Su questo fronte, non aiuta l’atteggiamento delle sigle più rappresentative. La rigidità di CGIL e UIL, pur comprensibile in un quadro di erosione salariale, appare spesso poco costruttiva. Si continua a invocare un generico "piano straordinario di assunzioni", senza affrontare il nodo della produttività, della valutazione del merito e della responsabilizzazione della spesa pubblica. È il riflesso di una visione sindacale ancora ancorata all’idea novecentesca della pubblica amministrazione come mero ammortizzatore sociale, più che come motore di sviluppo.

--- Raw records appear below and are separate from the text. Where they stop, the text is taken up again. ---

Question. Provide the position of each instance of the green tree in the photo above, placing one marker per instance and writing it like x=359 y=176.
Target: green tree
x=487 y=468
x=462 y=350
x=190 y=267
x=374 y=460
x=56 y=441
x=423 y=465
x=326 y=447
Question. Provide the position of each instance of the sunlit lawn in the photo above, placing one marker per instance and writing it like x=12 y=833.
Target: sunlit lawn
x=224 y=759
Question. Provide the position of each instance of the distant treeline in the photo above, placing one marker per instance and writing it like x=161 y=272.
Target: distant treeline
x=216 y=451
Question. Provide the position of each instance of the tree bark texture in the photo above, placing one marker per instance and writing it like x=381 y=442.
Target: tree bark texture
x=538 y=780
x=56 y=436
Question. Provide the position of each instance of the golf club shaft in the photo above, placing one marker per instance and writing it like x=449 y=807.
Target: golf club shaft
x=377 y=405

Allo stesso tempo, il Governo — e in particolare il ministro per la Pubblica Amministrazione, Paolo Zangrillo — si mostra eccessivamente sbilanciato sulla narrativa del “record negli stanziamenti”. È vero che il bilancio pluriennale ha previsto risorse senza precedenti per i rinnovi contrattuali, ma il CCNL Funzioni Locali continua a restare fuori dal radar mediatico e politico. Un silenzio pesante, che stride con i dati dello stesso rapporto ARAN sul monitoraggio della contrattazione integrativa: nel 2024 si registra un +10% nell’attività contrattuale del comparto, con Funzioni Locali e Istruzione in prima linea.

In un’ottica liberale, occorre abbandonare tanto l’idea del contratto come strumento assistenziale, quanto la logica dell’austerità fine a sé stessa. La sfida vera è duplice: premiare il merito e l’efficienza, ma anche garantire condizioni di lavoro dignitose, soprattutto per i livelli più bassi e per i precari della PA. La contrattazione dovrebbe diventare il luogo dove si costruiscono soluzioni flessibili e intelligenti, non una barricata ideologica o un campo di battaglia tra interessi contrapposti.

L’incontro del 9 ottobre può segnare una svolta solo se tutte le parti in gioco avranno il coraggio di uscire dagli schemi: i sindacati devono superare la logica del muro contro muro, e l’ARAN — insieme al Governo — deve finalmente mettere in campo proposte che vadano oltre il minimo sindacale.

L’agenda è piena, il tempo è poco. Il prossimo aggiornamento è già fissato per il 14 ottobre. Se si perde anche questa finestra, l’unico contratto che rischiamo davvero di firmare è quello del rinvio permanente. E a pagarne il prezzo saranno, come sempre, i cittadini e i lavoratori che mandano avanti ogni giorno gli enti locali del Paese.